471 U.S. at 392 (emphasis added).
¶ 52. In the Fourth Amendment context, no governmental interests are relevant in the absence of probable cause (or in other contexts, reasonable suspicion). The governmental interest specific to the automobile exception is grounded in the risk that evidence or contraband for which probable cause exists will be driven away before a warrant can be obtained. Id. at 390. Logically, that governmental interest cannot exist in the absence of probable cause.
¶ 53. More importantly, by the very nature of a consent search, no governmental interests are implicated. The focus of a third-party consent search inquiry is not on the individual's relationship vis-a-vis the state, but on the individual's relationship to the property searched vis-a-vis the third party. The dispositive question is whether there is common authority to consent. No consideration of governmental interests arises in answering this question.
*74¶ 54. Similarly, a reduced expectation of privacy has no bearing in the consent search context. Again, the issue is the power to approve of the search of another's property. Implicit in the majority's holding is that one's expectation of privacy is inversely proportional to the authority of others to grant consent.
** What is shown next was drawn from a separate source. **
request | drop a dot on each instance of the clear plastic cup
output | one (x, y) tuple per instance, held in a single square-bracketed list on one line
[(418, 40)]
I fail to see, and I am not told, how the two bear any relation to one another.
¶ 55. Rather than address these analytical inconsistencies, the majority concludes that because this case involves a search of an automobile the automobile exception principles are "highly relevant." However, in the absence of probable cause, none of these considerations is relevant and the automobile exception cases cited by the majority are wholly inapplicable.
¶ 56. Notably absent from the majority's discussion of its "hybrid" approach is any citation or analysis suggesting that the Supreme Court would sanction such an approach. Also missing from the majority opinion is a single citation to any other court that would support such an approach.
¶ 57. Applying principles sanctioned by the United States Supreme Court, there is no evidence in the record to suggest that Miller had any common authority over or any special relationship to Matejka's jacket. Nor is there anything to suggest that it was reasonable for Officer Forsythe to believe that Miller possessed such authority. In fact the evidence points to the contrary. Officer Forsythe knew the jackets that he was handing out belonged to the passengers and not to Miller himself.1
*75¶ 58. Even if I were to accept the framework constructed by the majority in this case there are too many unanswered questions under the new automobile consent search exception to the warrant requirement. While it is suggested that an exception may exist for "private, personal property," we are given no answer as to why a jacket does not qualify for that exception.
¶ 59. An even larger question looms as to why it is incumbent upon the individual to speak up to curtail a driver's consent to search, even where the officer conducting the search is aware that the property belongs to a passenger. The majority puts the onus on the individual to confront the officer, rather than requiring the officer to carry the simple burden of requesting the consent of the passengers.
¶ 60. The majority's approach muddles Fourth Amendment principles and in the end allows an otherwise unreasonable search to be deemed reasonable. Employing an unprecedented and unconstitutional approach, the majority improperly expands a driver's authority to consent to the search of a passenger's personal property. Accordingly, I respectfully dissent.
¶ 61. I am authorized to state that SHIRLEY S. ABRAHAMSON, CHIEF JUSTICE and WILLIAM A. BABLITCH, J. join this dissenting opinion.

 I also conclude that the State's alternative arguments in support of the search fail to establish that the search was reasonable under the Fourth Amendment. The State's alternative arguments are premised upon a valid frisk of the jacket as part *75of a Terry search of the vehicle or Matejka or part of the consent pat-down of Matejka. Yet nothing in the record suggests that it was immediately apparent to Officer Forsythe that the contents of Matejka's jacket pocket was contraband. Therefore For-sythe's removal of the contents of the pocket exceeded the permissible bounds of a pat-down search under the plain feel doctrine of Minnesota v. Dickerson, 508 U.S. 366 (1993).